Die Gemütslage des Mädchens ist so einzigartig inszeniert, dass wir mit jeder Sekunde ihre Verzweiflung spüren und jeden ihrer Schritte nachvollziehen können. Eine fein beobachtete psychologische Beziehungskonstellation zwischen vier Menschen macht den Film zu einer spannenden Versuchsanordnung. Durchgehend erzählt aus Fridas Sicht, die sich nicht nur an ihre neue Familie gewöhnen muss, sondern auch in der Natur ungeahnte Herausforderungen findet. Der Lärm der Landschaft klingt anders als der Krach der Stadt und der Film hütet sich davor, diese Geräuschkulisse mit Musik zuzukleistern. Eine archaische Natur, Freiheit soweit die Füße tragen und Tante und Onkel, die ihr Bestes geben, um der Nichte den Neustart in ein neues Leben so leicht wie möglich zu gestalten. Das ist psychologisch äußerst klug konstruiert.
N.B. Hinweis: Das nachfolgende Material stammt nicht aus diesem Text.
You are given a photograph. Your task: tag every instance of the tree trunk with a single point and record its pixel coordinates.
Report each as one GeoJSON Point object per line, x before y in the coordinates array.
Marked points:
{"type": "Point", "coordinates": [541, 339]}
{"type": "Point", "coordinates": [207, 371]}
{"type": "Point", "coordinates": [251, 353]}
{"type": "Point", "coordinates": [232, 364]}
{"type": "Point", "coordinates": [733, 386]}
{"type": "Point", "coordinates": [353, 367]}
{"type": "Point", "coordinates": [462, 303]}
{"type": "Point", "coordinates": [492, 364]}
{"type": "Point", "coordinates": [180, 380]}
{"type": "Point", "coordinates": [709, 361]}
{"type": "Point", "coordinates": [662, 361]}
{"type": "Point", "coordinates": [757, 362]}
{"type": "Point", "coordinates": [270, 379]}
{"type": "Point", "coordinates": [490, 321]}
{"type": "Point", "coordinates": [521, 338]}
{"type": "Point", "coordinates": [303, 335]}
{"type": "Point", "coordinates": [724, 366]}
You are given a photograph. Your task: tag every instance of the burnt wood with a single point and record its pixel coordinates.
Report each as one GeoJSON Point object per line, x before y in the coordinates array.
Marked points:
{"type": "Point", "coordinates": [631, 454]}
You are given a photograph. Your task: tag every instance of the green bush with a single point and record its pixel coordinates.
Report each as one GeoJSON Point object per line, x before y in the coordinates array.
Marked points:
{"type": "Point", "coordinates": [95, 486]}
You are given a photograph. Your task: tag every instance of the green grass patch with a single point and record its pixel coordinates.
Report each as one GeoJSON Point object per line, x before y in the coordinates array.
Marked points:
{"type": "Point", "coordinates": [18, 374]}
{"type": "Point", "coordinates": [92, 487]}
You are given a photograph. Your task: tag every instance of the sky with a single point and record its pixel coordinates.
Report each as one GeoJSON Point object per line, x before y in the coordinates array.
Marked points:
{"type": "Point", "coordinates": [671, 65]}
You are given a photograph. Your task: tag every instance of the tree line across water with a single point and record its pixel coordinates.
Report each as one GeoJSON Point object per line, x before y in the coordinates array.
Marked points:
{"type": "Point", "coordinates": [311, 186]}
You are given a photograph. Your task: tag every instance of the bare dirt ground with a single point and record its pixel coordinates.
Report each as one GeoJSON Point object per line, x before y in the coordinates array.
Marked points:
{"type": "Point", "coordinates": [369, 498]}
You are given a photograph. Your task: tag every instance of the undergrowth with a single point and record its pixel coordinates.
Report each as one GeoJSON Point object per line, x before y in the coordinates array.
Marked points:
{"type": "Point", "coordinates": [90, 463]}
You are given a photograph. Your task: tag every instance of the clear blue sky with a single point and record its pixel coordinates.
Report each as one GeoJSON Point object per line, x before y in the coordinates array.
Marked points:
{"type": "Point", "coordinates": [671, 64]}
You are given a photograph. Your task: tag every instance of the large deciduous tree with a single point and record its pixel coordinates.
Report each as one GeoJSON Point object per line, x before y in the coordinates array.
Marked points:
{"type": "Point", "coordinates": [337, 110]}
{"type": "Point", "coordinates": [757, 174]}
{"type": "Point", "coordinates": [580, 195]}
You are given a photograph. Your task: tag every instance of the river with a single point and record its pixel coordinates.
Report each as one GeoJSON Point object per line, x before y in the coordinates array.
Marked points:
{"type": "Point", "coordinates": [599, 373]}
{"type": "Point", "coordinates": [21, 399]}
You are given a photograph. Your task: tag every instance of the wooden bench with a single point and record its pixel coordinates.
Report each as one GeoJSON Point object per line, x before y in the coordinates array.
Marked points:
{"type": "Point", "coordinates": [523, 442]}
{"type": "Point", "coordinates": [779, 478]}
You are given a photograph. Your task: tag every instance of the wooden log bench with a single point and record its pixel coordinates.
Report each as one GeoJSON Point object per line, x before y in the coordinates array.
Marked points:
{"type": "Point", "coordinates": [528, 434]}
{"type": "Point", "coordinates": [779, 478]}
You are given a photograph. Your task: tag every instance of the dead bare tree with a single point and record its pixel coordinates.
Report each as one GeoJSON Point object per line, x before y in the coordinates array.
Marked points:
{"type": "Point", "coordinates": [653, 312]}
„Fridas Sommer“ hatte seine deutsche Premiere auf der Berlinale in der Sektion Generation Kplus, wo er den Jurypreis für den besten Erstlingsfilm und den großen Preis der Internationalen Jury erhielt. Neben drei Goyas in Spanien wurde er noch mit unzähligen weiteren Preisen bedacht. Ein Film, der im besten Sinne Generationen verbindet, der für Kinder gleichermaßen spannend ist wie für Erwachsene, weil er die sehr persönliche Sicht auf ein einschneidendes Ereignis aus der Kindheit der Regisseurin erzählt. „Fridas Sommer“ lässt sich auch als Zeitdokument einer verunsicherten Pathologiedebatte lesen, während der es zu Ausgrenzung und Diffamierungen kam, weil noch niemand genau wusste, wie mit AIDS umzugehen ist. In Fridas Fall bedeutet es, gemieden zu werden, obwohl sie gesund ist, und immer wieder Blutuntersuchungen über sich ergehen lassen zu müssen, weil man ihrer Gesundheit nicht traut. All dies kann das Mädchen überwinden und in einer fröhlichen und gleichzeitig hochemotionalen Szene es endlich schaffen, sich auf ihre neue Familie einzulassen. Aber ohne Tränen geht es diesmal nicht – die ersten Tränen der Trauer und sicherlich nicht die letzten Tränen des Glücks.
Katrin Hoffmann
Estiu 1993 - Spanien 2016, Regie: Carla Simón, Kinostart: 26.07.2018, FSK: ab 0, Empfehlung: ab 11 Jahren, Laufzeit: 96 Min., Buch: Carla Simón, Kamera: Santiago Racaj, Schnitt: Ana Pfaff, Didac Palou, Musik: Ernest Pipo, Pau Boïgues, Produktion: Valérie Delpierre, Verleih: Grandfilm, Besetzung: Laia Artigas, Paula Robles, Bruna Cusí, David Verdaguer, Fermi Reixach u. a.